The naive way of doing it is going through the list of the 200,000 entities and query one by one, add the returned JSON to a list, and when it's done, right all to a text file. Something like:
from apiWrapper import api
from entities import listEntities #list of the 200,000 entities
a=api()
fullEntityList=[]
for entity in listEntities:
fullEntityList.append(a.getFullEntity(entity))
with open("fullEntities.txt","w") as f:
simplejson.dump(fullEntityList,f)
Obviously this is not reliable, as 200,000 queries to the API will take about 10 hours or so, so I guess something will cause an error before it gets to write it to the file.
I guess the right way is to write it in chunks, but not sure how to implement it. Any ideas?

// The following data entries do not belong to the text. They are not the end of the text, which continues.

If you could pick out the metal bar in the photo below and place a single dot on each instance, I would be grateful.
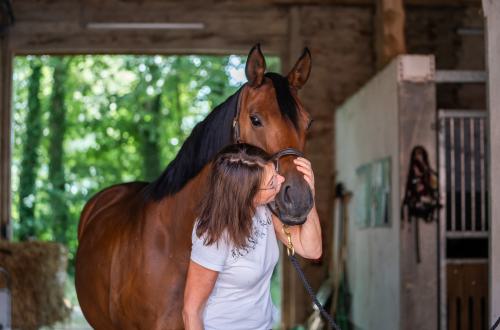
(472, 175)
(467, 261)
(144, 26)
(467, 234)
(452, 174)
(442, 225)
(460, 76)
(468, 113)
(483, 183)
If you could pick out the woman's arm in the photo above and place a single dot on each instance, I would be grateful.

Also, I cannot do this with a database.
I would recommend writing them to a SQLite database. This is they way I do it for my own tiny web spider applications. Because you can query the keys quite easily, and check which ones you already retrieved. This way, your application can easily continue where it left off. In particular if you get some 1000 new entries added next week.
Do design "recovery" into your application from the beginning. If there is some unexpected exception (Say, a timeout due to network congestion), you don't want to have to restart from the beginning, but only those queries you have not yet successfully retrieved. At 200.000 queries, an uptime of 99.9% means you have to expect 200 failures!
For space efficiency and performance it will likely pay off to use a compressed format, such as compressing the json with zlib before dumping it into the database blob.
SQLite is a good choice, unless your spider runs on multiple hosts at the same time. For a single application, sqlite is perfect.
The easy way is to open the file in 'a' (append) mode and write them one by one as they come in.
The better way is to use a job queue. This will allow you to spawn off a.getFullEntity calls into worker thread(s) and handle the results however you want when/if they come back, or schedule retries for failures, etc.
See Queue.
I'd also use a separate Thread that does file-writing, and use Queue to keep record of all entities. When I started off, I thought this would be done in 5 minutes, but then it turned out to be a little harder. simplejson and all other such libraries I'm aware off do not support partial writing, so you cannot first write one element of a list, later add another etc. So, I tried to solve this manually, by writing [, , and ] separately to the file and then dumping each entity separately.
Without being able to check it (as I don't have your api), you could try:
import threading
import Queue
import simplejson
from apiWrapper import api
from entities import listEntities #list of the 200,000 entities
CHUNK_SIZE = 1000
class EntityWriter(threading.Thread):
lines_written = False
_filename = "fullEntities.txt"
def __init__(self, queue):
super(EntityWriter, self).__init()
self._q = queue
self.running = False
def run(self):
self.running = True
with open(self._filename,"a") as f:
while True:
try:
entity = self._q.get(block=False)
if not EntityWriter.lines_written:
EntityWriter.lines_written = True
f.write("[")
simplejson.dump(entity,f)
else:
f.write(",\n")
simplejson.dump(entity,f)
except Queue.Empty:
break
self.running = False
def finish_file(self):
with open(self._filename,"a") as f:
f.write("]")
a=api()
fullEntityQueue=Queue.Queue(2*CHUNK_SIZE)
n_entities = len(listEntities)
writer = None
for i, entity in listEntities:
fullEntityQueue.append(a.getFullEntity(entity))
if (i+1) % CHUNK_SIZE == 0 or i == n_entities-1:
if writer is None or not writer.running:
writer = EntityWriter(fullEntityQueue)
writer.start()
writer.join()
writer.finish_file()
What this script does
The main loop still iterates over your list of entities, getting the full information for each. Afterwards each entity is now put into a Queue. Every 1000 entities (and at the end of the list) an EntityWriter-Thread is being launched that runs in parallel to the main Thread. This EntityWriter gets from the Queue and dumps it to the desired output file.
Some additional logic is required to make the JSON a list, as mentioned above I write [, , and ] manually. The resulting file should, in principle, be understood by simplejson when you reload it.